At the time, I didn't know anything about p-value, hypothesis testing, or even statistical significance.
I decided to google the word "p-value", and what I found on Wikipedia made me even more confused ...
When testing statistical hypotheses, the p-value or probability value for a given statistical model is the probability that, if the null hypothesis is true, the statistical summary (for example, the absolute value of the sample mean of the difference between two comparison groups) will be greater than or equal to the actual observed results.Good job, Wikipedia.
- Wikipedia
Okay. I didn't understand what p-value actually means.
As I delved deeper into the field of data science, I finally began to understand the meaning of the p-value and where it can be used as part of decision-making tools in certain experiments.
So I decided to explain the p-value in this article, as well as how it can be used in hypothesis testing, to give you a better and more intuitive understanding of the p-values.
Also we cannot miss a fundamental understanding of other concepts and the definition of p-value, I promise that I will make this explanation intuitive without exposing you to all the technical terms I came across.
There are four sections in total in this article to give you a complete picture from building a hypothesis test to understanding p-value and using it in your decision making process. I highly recommend you go through all of them to get a detailed understanding of p-values:
- Hypothesis testing
- Normal distribution
- What is a P-value?
- Statistical significance
It will be fun.
Let's start!
1. Testing hypotheses
Before we talk about what p-value means, let's start with a discussion of hypothesis testing , where p-value is used to determine the statistical significance of our results.
Our ultimate goal is to determine the statistical significance of our results.
And statistical significance is built on these 3 simple ideas:
- Hypothesis testing
- Normal distribution
- P-value
Hypothesis testing is used to test the validity of a statement (null hypothesis) made about a population using sample data. An alternate hypothesis is one that you would believe if the null hypothesis turned out to be wrong.

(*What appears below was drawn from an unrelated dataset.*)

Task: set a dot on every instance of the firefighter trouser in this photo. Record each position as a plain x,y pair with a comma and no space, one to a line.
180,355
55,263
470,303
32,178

In other words, we will create a claim (null hypothesis) and use the sample data to check if the claim is valid. If the statement is not true, we will choose an alternative hypothesis. Everything is very simple.
To find out if a claim is valid or not, we will use the p-value to weigh the strength of the evidence to see if it is statistically significant. If the evidence supports the alternative hypothesis, then we reject the null hypothesis and accept the alternative hypothesis. This will be explained in the next section.
Let's use an example to make this concept clearer, and this example will be used throughout this article for other concepts.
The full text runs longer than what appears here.